結論から言えば「パワーーーー!!」と叫ぶ大人はおもしろい。おもしろいに決まっている。確かにおもしろいかもしれないが、大の大人が「パワーーーー!!」と叫ぶにはそれなりの勇気と元気を要する。と言うことは、勇気と元気のある大人がおもしろい(あるいはその可能性を秘めている)のであり、勇気と元気の無い大人がおもしろくない(あるいはその可能性が乏しい)のではないか。
私はいつの間に勇気と元気を失ったのだろうか。
古代インドの聖典「バガヴァット・ギーター」でクリシュナがアルジュナに放った言葉が私の脳裏をよぎる。
“行動せよ。そして行動の結果を動機としてはならない”。
私は行動の結果を恐れ、叫ぶことをやめてしまった。私はただ叫べばよかったのだ。それ自体が動機なのであって、結果の中に動機は存在しない。行動が結果を生むのであり、結果が行動を生むことは無いのである。卵が鶏を産むことがないように。

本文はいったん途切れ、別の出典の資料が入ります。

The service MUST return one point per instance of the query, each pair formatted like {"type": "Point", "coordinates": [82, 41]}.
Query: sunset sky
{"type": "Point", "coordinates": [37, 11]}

チキンカレーを作り終えた。今、私は行動する。窓を開けて大きく息を吸い込む。吸い込んだ空気はもう秋の香りが漂い始めている。街の空は昼とも夕ともつかない薄紅色で、その虚空を一匹のカラスが飛んでいる。私は叫ぶ。この街の何処かにいるはずのあの少年へ届くほどに大きく。
この街の片隅で「パワーーーー!!」と叫ぶ。